In order to solve this, I just went out and bought another Cat5 cable, a crossover adapter and a 2nd network card.
It now goes :
PC > Router > ADSL Line
PC > Gamecube
This seems to work for most people, but the Gamecube won't connect to the 2nd network adapter. It just searches for a DNS server :{
Does anyone have any suggestions, while I fiddle around with it? ^^;
That error usually occurrs when you have a DNS server running on your PC already or if it cannot find an IP address to bind to. Are you statically configuring the 2nd NIC to use the address 192.168.1.100?
as far as you having the PC connected to the router for internet, and your gamecube connected to your PC using another nic... i have something similar
i have my
PC --- wireless --- router
for internet
and i have my onboard nic connected to gamecube
PC --- X-over cable --- Gamecube
and i've found whenever i want my gamecube to connect to my PC, i have to disable my wireless (in your case your first nic) connection, and then start the stream, after about 3 or 4 minutes of the stream going, i can reenable the wireless connection and it'll play just fine still... i don't know why, i dont ask why, but it bothered me for like an hour while i couldnt get it to work right..
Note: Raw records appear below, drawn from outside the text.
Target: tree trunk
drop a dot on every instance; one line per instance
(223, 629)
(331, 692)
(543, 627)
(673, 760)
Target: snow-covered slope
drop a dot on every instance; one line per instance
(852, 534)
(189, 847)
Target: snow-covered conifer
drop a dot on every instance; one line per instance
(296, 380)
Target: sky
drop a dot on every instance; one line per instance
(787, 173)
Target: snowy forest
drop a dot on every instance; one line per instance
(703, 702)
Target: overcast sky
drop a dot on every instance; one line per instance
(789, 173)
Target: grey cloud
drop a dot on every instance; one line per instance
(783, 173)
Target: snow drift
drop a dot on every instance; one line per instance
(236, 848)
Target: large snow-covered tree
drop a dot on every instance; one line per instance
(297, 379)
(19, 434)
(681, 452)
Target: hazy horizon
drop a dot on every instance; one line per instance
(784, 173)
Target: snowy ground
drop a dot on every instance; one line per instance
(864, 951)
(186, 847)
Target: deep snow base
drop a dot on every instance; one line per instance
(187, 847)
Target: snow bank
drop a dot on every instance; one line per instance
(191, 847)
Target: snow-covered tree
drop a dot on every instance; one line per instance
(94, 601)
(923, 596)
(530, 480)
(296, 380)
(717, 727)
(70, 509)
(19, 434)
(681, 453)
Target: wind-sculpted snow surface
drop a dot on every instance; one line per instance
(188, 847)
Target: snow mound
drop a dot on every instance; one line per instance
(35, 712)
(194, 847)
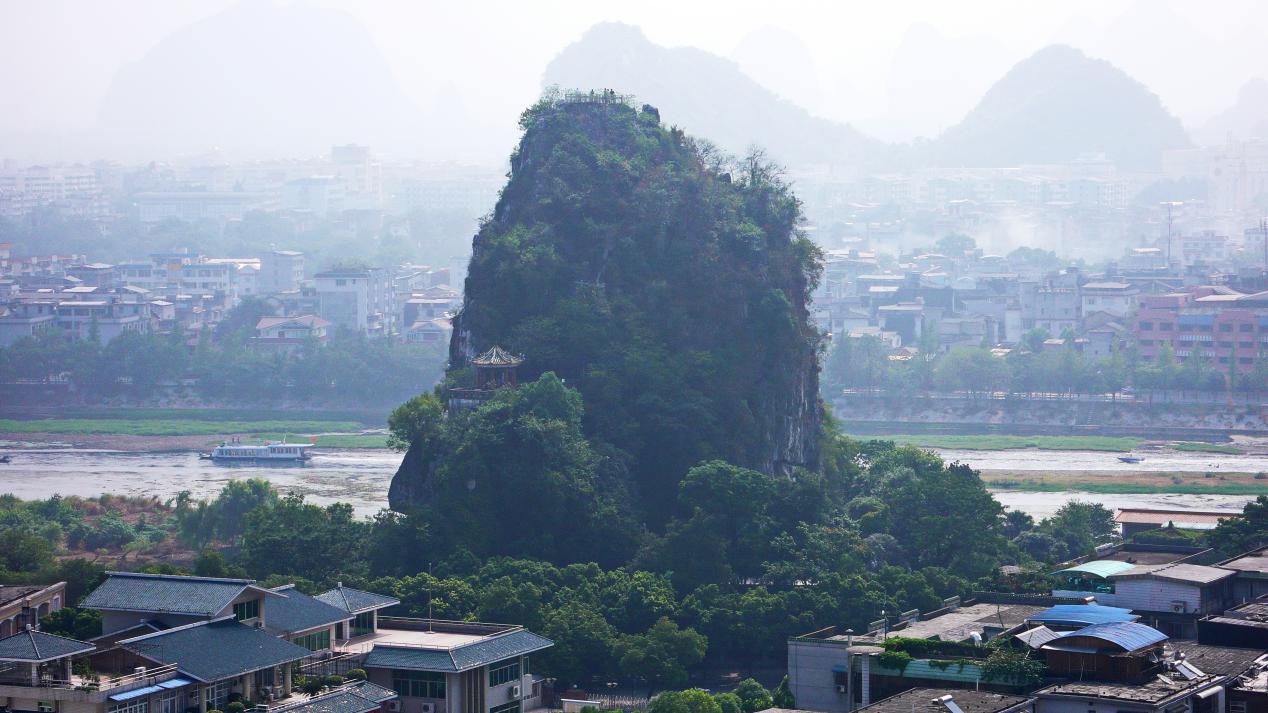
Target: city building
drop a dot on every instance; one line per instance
(356, 298)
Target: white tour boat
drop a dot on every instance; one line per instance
(270, 453)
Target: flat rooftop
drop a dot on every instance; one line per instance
(425, 633)
(1252, 562)
(960, 623)
(926, 700)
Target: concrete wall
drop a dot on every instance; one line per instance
(810, 676)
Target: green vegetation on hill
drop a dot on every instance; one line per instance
(665, 283)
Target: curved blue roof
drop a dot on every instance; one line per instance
(1130, 636)
(1083, 614)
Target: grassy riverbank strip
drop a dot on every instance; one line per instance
(1112, 482)
(993, 442)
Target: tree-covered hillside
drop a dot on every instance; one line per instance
(663, 282)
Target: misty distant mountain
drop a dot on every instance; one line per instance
(1056, 104)
(706, 95)
(1247, 118)
(264, 79)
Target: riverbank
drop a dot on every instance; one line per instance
(1117, 482)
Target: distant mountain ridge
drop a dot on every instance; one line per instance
(706, 95)
(1051, 107)
(1056, 104)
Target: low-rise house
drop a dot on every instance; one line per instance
(362, 607)
(287, 334)
(951, 700)
(22, 607)
(19, 320)
(306, 621)
(457, 666)
(127, 599)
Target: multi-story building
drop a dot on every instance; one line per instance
(176, 645)
(358, 298)
(1225, 327)
(280, 270)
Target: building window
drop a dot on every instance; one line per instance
(316, 641)
(504, 673)
(363, 623)
(244, 610)
(135, 706)
(419, 684)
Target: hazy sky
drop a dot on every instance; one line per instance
(894, 69)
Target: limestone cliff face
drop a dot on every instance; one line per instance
(666, 283)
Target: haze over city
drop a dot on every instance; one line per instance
(634, 357)
(895, 70)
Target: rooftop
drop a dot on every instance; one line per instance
(362, 697)
(32, 646)
(171, 594)
(497, 357)
(1083, 614)
(1179, 572)
(1249, 562)
(354, 600)
(931, 700)
(959, 624)
(299, 612)
(10, 594)
(1127, 636)
(1162, 518)
(216, 650)
(422, 645)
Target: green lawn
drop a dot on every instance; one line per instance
(1130, 487)
(1011, 442)
(1207, 448)
(173, 426)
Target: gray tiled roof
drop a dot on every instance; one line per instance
(458, 659)
(38, 646)
(132, 591)
(216, 650)
(355, 600)
(299, 612)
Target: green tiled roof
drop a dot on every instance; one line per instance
(354, 600)
(1097, 567)
(37, 646)
(299, 612)
(216, 650)
(132, 591)
(458, 659)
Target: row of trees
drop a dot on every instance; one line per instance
(864, 363)
(222, 367)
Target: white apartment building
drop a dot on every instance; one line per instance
(358, 298)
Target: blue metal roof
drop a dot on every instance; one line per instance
(458, 659)
(299, 612)
(38, 646)
(355, 600)
(1082, 614)
(1130, 636)
(133, 591)
(136, 693)
(216, 650)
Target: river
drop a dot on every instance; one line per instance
(362, 477)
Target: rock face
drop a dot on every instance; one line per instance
(663, 282)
so yeah, before you get too frustrated, just disable your internet connection for like 4 mintues while you get the thing streaming to your gamecube, or backing up files from yourgamecube.. whatever works :P
I have a similar problem, I can either do what you suggest, or use PSUL to upload the dol (PSOLoad doesn't seem to like multiple gateways) and use the -i 192.168.1.100 command to force it to bind to my x-over to the GC.
Once you have psul 1.1 downloaded, you'll have a psul.exe file.
Along with that, you'll have your loader, which has two key components, the .exe and the .dol. Say we're using ACL 1.4 as a loader, which has s3-acl.exe and s3-acl.dol.
You prep the dol file for loading to the gamecube like so:
psul -i 192.168.1.100 s3-acl.dol
It'll say waiting for connection.
Then to be simple, cut and paste your .gcm image into the same directory, and do this:
s3-acl whatever-game-you're-playing.gcm
It'll say Waiting.
Then fire up the GC, run thru the menues, it should connect, and load up your game.
On a side note to this... Phoenix 2.3 is great and all because it is all packaged together and you don't really need to understand what's going on behind the scenes.
But I find I achieve the best results when I load up the .dol with PSUL or PSOLoad from command line, and then choose whatever loader I want, and fire it up also from command line. You have access to all those options just like you did in phoenix, except somehow it seems more stable and works when nothing else will.
You should be able in your router control panel( for a linksys you probaly have to put http://192.168.1.1/ into your webbrowser) to set what the default IP addresses are.
For ex/ mine is orginally 192.168.0.XXX
and I changed it to be 192.168.1.XXX
And then I set it so my main desktop ip is
192.168.1.100
I use a dlink router thou so I don't know how specifacly to tell you how to do it.